What GPT-5.5-Cyber Actually Is

GPT-5.5-Cyber is not a capability uplift. OpenAI is explicit: “The initial preview of cyber-permissive models like GPT-5.5-Cyber is not intended to significantly increase cyber capability beyond GPT-5.5 — it’s primarily trained to be more permissive on security-related tasks” ³. In practice, that means fewer classifier-triggered refusals when you ask it to write exploit proof-of-concepts, analyse malware samples, reverse-engineer stripped binaries, or draft detection rules from attack telemetry.

The standard GPT-5.5 model already sits at the frontier of cyber capability. The UK AI Safety Institute evaluated it at a 71.4% average pass rate on expert-level capture-the-flag exercises — outperforming Mythos Preview (68.6%), GPT-5.4 (52.4%), and Opus 4.7 (48.6%) ⁴. It completed a 32-step simulated corporate attack chain in 2 of 10 attempts, with an estimated human completion time of roughly 20 hours ⁴. GPT-5.5-Cyber takes that same engine and lowers the refusal boundary for authorised defensive work.

What Remains Blocked

Even with the most permissive tier, GPT-5.5-Cyber still refuses requests that could contribute to real-world harm — credential theft tooling, functional malware intended for deployment, and social-engineering kits are explicitly excluded ¹. The model is positioned for defensive operations: vulnerability triage, patch validation, detection engineering, malware analysis, and authorised red-teaming ³.

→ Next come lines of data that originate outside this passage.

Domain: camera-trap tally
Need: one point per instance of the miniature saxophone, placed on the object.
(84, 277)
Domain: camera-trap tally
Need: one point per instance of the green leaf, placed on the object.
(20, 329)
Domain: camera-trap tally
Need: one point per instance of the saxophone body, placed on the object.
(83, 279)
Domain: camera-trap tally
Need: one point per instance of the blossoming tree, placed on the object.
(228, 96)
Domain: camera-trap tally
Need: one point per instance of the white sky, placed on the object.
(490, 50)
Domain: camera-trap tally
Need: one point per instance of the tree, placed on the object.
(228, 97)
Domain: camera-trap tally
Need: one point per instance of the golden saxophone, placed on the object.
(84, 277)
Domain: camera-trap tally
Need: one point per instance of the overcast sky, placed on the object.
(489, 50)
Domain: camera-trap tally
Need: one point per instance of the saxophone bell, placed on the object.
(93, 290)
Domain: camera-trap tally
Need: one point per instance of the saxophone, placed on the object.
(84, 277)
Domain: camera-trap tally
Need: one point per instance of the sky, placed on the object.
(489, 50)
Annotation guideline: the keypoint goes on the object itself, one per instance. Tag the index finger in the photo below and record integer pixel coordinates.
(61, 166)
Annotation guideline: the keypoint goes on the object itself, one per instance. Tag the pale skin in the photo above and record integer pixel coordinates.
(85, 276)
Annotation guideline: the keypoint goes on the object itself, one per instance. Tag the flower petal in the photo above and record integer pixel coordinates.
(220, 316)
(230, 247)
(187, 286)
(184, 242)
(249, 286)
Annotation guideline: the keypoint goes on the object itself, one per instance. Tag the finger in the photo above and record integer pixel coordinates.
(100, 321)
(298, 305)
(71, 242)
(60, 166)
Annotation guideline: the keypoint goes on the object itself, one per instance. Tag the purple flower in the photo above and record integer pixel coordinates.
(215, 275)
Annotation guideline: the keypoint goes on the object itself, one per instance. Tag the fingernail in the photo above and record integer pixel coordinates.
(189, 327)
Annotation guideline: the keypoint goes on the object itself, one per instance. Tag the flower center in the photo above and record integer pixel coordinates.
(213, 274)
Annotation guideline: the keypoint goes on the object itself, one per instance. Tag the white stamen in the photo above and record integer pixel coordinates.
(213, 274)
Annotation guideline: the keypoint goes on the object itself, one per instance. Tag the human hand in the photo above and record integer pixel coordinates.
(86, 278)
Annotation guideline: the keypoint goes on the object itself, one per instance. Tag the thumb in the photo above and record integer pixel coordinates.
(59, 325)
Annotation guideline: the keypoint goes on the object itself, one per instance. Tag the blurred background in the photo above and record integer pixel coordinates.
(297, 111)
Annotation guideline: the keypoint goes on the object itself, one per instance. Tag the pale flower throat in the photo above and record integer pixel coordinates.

The Trusted Access for Cyber Programme

Access to GPT-5.5-Cyber runs through OpenAI’s three-tier identity framework ²:

graph TD
    A["All Codex Users"] -->|Standard GPT-5.5| B["Tier 0: Default Access"]
    B -->|Verify at chatgpt.com/cyber| C["Tier 1: Individual Trusted Access"]
    C -->|Organisation request via OpenAI rep| D["Tier 2: Enterprise Trusted Access"]
    D -->|Invite-only approval| E["Tier 3: Security Researcher Programme"]

    B --- F["Standard refusal boundaries"]
    C --- G["Lower refusals for<br/>defensive workflows"]
    D --- H["Team-wide lower refusals<br/>+ GPT-5.5 with Trusted Access"]
    E --- I["GPT-5.5-Cyber<br/>most permissive tier"]

Tier	Access	Model	Verification
0 — Default	All Codex users	GPT-5.5 (standard)	None
1 — Individual	Verified defenders	GPT-5.5 with Trusted Access	Identity at `chatgpt.com/cyber`
2 — Enterprise	Organisation-wide	GPT-5.5 with Trusted Access	OpenAI representative request
3 — Researcher	Approved security researchers	GPT-5.5-Cyber	Invite-only programme

Deadline: From 1 June 2026, individual members accessing the most cyber-capable models must enable Advanced Account Security — multi-factor authentication with hardware key support ⁵.

Configuring Codex CLI for Defensive Workflows

Model Selection

Once your account has Trusted Access, specify the model in ~/.codex/config.toml or the project-level .codex/config.toml:

# Default model for security work
model = "gpt-5.5"

# Named profile for security-intensive sessions
[profiles.security]
model = "gpt-5.5"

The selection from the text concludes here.